Since I own Meta, Microsoft and Alphabet shares, yesterday wasn’t a good day at all. They all had a bad day. Very bad in the case of Meta.
Even if these stock’s valuation wasn’t exxagerated at all (actually, we could almost say that they were cheap), they all went lower/much lower (Meta).
I don’t understand why so many owners of these shares seem to panic. Of course, Meta’s last results were no good (EPS dropped by almost 50% versus last year). But not any of these companies is going bankrupt or will face tough times in the coming years (like lots of debt and little money on hand).
In the case of Meta, it looks like this :
* 14B$ cash on hand (about 50B$ if we add marketable securities and accounts receivable);
* Margins and ROE over 20 in the recent years (which is not that common on the stock market);
* 10B$ debt;
* 300B$ company, so that debt is not that high.
So, what should be the value of a company with lots of cash on hand, a small debt, high margins, high ROE, a company that offers services used by more than 3.5 billion people (which is a also a kind of monopoly).

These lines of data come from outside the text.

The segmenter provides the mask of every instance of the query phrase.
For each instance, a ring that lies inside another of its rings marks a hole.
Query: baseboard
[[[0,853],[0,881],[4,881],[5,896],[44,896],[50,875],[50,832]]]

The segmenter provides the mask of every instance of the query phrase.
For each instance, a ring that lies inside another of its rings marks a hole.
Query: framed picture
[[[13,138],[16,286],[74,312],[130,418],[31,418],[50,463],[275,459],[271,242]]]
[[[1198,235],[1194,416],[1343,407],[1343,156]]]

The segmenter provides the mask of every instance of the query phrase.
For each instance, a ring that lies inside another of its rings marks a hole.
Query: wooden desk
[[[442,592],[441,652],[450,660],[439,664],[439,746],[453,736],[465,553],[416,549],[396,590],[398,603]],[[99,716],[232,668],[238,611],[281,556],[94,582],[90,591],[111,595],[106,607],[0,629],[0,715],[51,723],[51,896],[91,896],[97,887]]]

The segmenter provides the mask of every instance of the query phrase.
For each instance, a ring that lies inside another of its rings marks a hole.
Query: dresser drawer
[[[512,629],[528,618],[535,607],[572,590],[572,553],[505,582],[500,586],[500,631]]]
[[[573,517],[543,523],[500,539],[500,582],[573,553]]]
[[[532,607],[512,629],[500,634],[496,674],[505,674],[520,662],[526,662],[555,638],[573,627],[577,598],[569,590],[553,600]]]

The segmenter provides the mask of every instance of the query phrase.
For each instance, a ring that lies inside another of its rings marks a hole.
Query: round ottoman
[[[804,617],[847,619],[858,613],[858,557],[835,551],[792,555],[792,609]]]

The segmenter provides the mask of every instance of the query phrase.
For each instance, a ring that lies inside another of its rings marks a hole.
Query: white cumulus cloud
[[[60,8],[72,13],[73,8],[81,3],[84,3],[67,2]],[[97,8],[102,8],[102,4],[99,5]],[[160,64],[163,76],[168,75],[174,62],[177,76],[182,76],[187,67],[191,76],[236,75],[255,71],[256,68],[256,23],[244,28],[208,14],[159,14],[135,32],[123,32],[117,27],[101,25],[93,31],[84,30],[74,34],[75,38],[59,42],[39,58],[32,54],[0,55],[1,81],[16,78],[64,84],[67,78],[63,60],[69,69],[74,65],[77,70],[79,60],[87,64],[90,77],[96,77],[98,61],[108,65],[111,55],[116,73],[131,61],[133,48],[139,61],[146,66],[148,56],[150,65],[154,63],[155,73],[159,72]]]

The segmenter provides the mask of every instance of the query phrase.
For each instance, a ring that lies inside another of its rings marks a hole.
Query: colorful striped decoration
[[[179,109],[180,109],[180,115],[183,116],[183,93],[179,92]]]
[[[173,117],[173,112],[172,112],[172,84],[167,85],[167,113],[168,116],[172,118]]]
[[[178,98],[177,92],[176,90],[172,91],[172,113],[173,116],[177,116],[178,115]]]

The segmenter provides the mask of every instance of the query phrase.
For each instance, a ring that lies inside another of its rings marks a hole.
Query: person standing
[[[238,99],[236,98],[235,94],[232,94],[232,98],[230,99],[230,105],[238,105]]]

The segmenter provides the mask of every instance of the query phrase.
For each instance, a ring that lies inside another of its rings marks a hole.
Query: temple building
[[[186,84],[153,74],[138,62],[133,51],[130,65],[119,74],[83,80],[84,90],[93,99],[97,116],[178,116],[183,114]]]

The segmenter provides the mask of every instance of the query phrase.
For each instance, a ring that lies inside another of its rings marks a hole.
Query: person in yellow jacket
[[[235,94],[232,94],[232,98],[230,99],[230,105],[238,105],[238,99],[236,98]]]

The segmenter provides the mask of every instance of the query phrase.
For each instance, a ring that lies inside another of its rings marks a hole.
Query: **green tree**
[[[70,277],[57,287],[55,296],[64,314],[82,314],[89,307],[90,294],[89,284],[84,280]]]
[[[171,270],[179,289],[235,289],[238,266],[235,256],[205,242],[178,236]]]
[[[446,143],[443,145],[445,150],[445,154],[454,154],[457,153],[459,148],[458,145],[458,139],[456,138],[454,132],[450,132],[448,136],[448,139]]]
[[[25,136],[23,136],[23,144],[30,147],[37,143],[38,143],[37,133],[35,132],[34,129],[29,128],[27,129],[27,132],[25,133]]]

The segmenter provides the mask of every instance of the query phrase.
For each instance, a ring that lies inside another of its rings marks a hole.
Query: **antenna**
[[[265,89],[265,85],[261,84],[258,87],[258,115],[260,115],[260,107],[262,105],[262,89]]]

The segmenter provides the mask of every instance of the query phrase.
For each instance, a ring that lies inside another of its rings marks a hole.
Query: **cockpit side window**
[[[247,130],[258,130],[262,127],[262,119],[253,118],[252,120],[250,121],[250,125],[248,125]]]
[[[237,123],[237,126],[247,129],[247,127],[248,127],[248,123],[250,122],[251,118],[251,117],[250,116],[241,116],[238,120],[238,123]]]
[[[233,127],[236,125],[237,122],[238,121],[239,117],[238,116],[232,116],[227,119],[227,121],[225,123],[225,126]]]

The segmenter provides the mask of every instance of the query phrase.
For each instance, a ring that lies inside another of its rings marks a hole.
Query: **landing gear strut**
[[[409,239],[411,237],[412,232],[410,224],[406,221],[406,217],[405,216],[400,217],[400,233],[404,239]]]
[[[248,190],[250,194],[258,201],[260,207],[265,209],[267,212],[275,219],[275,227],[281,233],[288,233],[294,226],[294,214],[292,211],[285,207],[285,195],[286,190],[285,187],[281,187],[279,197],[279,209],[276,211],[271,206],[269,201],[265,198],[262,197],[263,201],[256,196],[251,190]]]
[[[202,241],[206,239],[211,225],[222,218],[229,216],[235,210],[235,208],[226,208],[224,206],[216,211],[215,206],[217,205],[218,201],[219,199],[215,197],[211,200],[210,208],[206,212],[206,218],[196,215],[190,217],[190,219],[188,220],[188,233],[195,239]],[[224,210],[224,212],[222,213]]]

I’m not saying that it’s the best company in the world, but is a PE of 8-10 really rational for that kind of company? When you analyze 100 companies from the stock market, you see that such a PE ratio is usually applied to a very random company. Like an oil and gas company that produces something like 50 other companies. Or a company without growth for the last 10 years.
I don’t think that any company with high margins, high ROE, low debt and used/known by billions of people should be sold for a PE under 15. Because a PE of 15 is the historical mean of the market, which means that it’s also the usual mean of stocks. Which means that 15 is the PE of an average stock.
Meta, Alphabet and Microsoft are not average stocks.